65 Fragen und viel mehr Antworten ...
Für die inhaltlichen Reformen hatte es der Europäische Konvent insofern leichter, als bereits in seinem Mandat – die 65 Fragen des Gipfels von Laeken – Richtungen vorgegeben wurden. Gleiches galt auch für die Mandate der Arbeitsgruppen. Das Mandat hatte zwar auch Lücken und enthielt viele Fragen, an deren Beantwortung der Konvent auch scheitern hätte können, es überließ den Reformprozess aber nicht der kompletten Beliebigkeit.

... und zum österreichischen Mandat
Das Mandat des Österreich-Konvents ist wesentlich offener und gibt wenig konkrete oder widerspruchsfreie Vorgaben. Diese mangelnde politische Einigkeit kann dann im Konvent und seinen Ausschüssen nur teilweise überbrückt werden. Es ist daher nicht weiter verwunderlich, dass die ersten Endberichte für die meisten Punkte Dissens und nicht Konsens feststellen.

Arbeitsweisen
Auch wenn die Mehrzahl der Ausschüsse die Endberichte erst noch vorlegen muss und ich insbesondere für den Grundrechteausschuss, dem ich angehöre, hoffe, dass er ein gutes und weitgehend konsensuales Ergebnis vorlegen kann, steht zu befürchten, dass insgesamt eine sehr große Anzahl von ungelösten Fragen an das Plenum des Konvents weitergereicht wird. Im Europäischen Konvent ist es hingegen in den meisten Arbeitsgruppen gelungen, konsensuale Lösungen vorzuschlagen. Dem Plenum und dem Präsidium blieben dann zwar die schwierigsten Fragen über – in diesem Fall die institutionellen –, die Lage war aber übersichtlich. Zusätzlich zu den günstigeren Ausgangsbedingungen – präziseres Mandat, allgemeiner Reformwille – war wohl auch die Kompromissbereitschaft bereits in der Ausschussphase eine größere. Der österreichische Verhandlungsstil – sich ja nicht zu früh auf etwas festzulegen und sich nichts zu vergeben – ist auch auf europäischer Ebene nicht unbekannt. Angesichts der Fülle zu lösender Fragen und der allgemein sehr konstruktiven Haltung der meisten Konventmitglieder waren aber alle bemüht, so viel als nur möglich schon in den Ausschüssen zu lösen. So konnte selbst der Vertreter des britischen Regierungschefs bereits relativ früh die rechtsverbindliche Aufnahme der Grundrechte-Charta und die einheitliche Rechtspersönlichkeit der Union akzeptieren. Es galt ohnehin nichts als akzeptiert, solange nicht Konsens zum Gesamtentwurf hergestellt war.

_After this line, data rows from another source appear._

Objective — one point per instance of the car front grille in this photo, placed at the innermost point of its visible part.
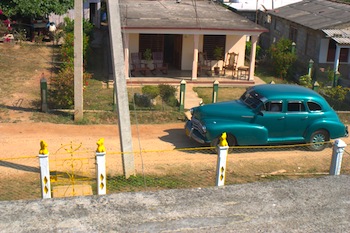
(197, 125)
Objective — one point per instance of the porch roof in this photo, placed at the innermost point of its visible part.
(341, 36)
(186, 17)
(315, 14)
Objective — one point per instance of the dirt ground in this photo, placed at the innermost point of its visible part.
(22, 138)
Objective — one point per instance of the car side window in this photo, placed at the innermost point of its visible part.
(273, 106)
(314, 106)
(296, 106)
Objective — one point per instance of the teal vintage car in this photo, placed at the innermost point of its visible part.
(268, 114)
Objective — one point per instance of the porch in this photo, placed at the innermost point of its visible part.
(174, 77)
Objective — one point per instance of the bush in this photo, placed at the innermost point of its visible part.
(167, 93)
(61, 92)
(142, 100)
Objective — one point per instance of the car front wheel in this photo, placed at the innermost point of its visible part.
(319, 140)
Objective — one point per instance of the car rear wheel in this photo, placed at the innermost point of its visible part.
(319, 140)
(231, 140)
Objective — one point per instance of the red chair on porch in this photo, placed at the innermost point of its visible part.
(231, 63)
(204, 65)
(158, 62)
(137, 65)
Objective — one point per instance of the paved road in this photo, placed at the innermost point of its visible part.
(303, 205)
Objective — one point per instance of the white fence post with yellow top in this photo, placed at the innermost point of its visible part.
(101, 167)
(221, 162)
(44, 170)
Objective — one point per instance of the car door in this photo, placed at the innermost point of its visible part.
(272, 117)
(297, 120)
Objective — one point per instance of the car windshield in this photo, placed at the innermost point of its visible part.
(251, 98)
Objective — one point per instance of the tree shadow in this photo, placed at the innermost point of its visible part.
(19, 167)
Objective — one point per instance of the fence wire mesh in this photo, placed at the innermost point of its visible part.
(73, 171)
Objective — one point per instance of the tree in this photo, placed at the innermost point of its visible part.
(35, 7)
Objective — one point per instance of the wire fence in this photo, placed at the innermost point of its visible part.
(73, 169)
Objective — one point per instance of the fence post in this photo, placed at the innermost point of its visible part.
(338, 150)
(221, 161)
(44, 170)
(215, 91)
(182, 94)
(101, 168)
(43, 92)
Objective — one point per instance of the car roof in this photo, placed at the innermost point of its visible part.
(286, 91)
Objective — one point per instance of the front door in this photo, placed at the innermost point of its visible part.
(177, 51)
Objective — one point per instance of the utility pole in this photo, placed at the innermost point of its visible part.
(78, 60)
(117, 57)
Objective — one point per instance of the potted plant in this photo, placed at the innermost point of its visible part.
(218, 54)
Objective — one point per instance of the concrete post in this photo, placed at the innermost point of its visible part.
(101, 173)
(182, 94)
(294, 45)
(336, 77)
(338, 150)
(221, 161)
(316, 86)
(115, 35)
(44, 170)
(215, 91)
(43, 91)
(78, 60)
(311, 64)
(101, 167)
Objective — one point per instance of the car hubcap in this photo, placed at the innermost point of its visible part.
(318, 140)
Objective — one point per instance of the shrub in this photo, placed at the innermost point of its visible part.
(142, 100)
(167, 93)
(151, 91)
(61, 92)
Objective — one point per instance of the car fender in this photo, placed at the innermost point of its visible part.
(245, 134)
(335, 129)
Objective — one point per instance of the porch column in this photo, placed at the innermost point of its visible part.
(252, 58)
(195, 57)
(336, 58)
(126, 55)
(98, 15)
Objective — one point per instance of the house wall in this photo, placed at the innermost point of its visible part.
(233, 44)
(133, 43)
(310, 44)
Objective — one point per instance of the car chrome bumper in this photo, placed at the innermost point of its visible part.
(190, 132)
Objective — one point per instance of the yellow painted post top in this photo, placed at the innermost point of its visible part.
(223, 141)
(100, 145)
(43, 148)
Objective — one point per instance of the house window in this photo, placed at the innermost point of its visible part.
(293, 34)
(155, 42)
(296, 106)
(310, 45)
(211, 42)
(344, 52)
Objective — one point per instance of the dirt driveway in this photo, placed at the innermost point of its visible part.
(22, 139)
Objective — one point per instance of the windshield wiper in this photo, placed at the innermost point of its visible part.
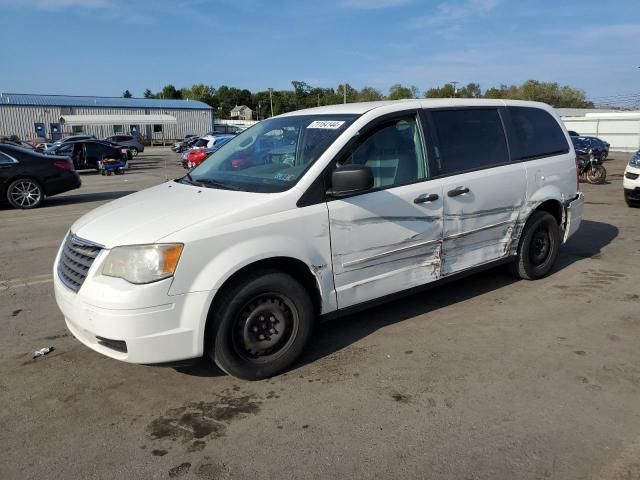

Diese unterschiedliche Lage muss aber nicht bedeuten, dass der Österreich-Konvent zu keinem Ergebnis kommt. Es wird hier allerdings letztendlich mehr von Parteiengesprächen hinter den Kulissen oder bestenfalls im Präsidium abhängen als von den Beratungen direkt im Konvent.
Spätestens hier enden die Möglichkeiten für einen Vergleich der beiden Konvente. Die inhaltlichen Fragen und die politischen Rahmenbedingungen sind zu unterschiedlich. Insbesondere für die Städte und Gemeinden steht im Österreich-Konvent wesentlich mehr auf dem Spiel. Da war es vergleichsweise leicht, im Europäischen Konvent die Anerkennung der kommunalen Selbstverwaltung und eine Rechtsgrundlage für die Daseinsvorsorge in der neuen Europäischen Verfassung durchzusetzen. Als Mitglied beider Konvente fällt mir weiters die unterschiedliche Herangehensweise an die Frage von Zielbestimmungen auf. Während es auf europäischer Ebene von vorneherein klar war, dass es einen Artikel mit den Zielen der Union geben muss und niemand einer reinen „Spielregelverfassung“ das Wort redete, gehört diese Frage zu den umstrittensten im Österreich-Konvent. Ich halte es für richtig, dass sich die Europäische Union damit nicht nur eine inhaltliche Ausrichtung gibt, sondern sich damit auch vor den europäischen Bürgern legitimiert. Mich verblüfft allerdings, dass der Nationalstaat noch immer glaubt, quasi zum Selbstzweck zu existieren und sich vor seinen Bürgern nicht inhaltlich rechtfertigen zu müssen.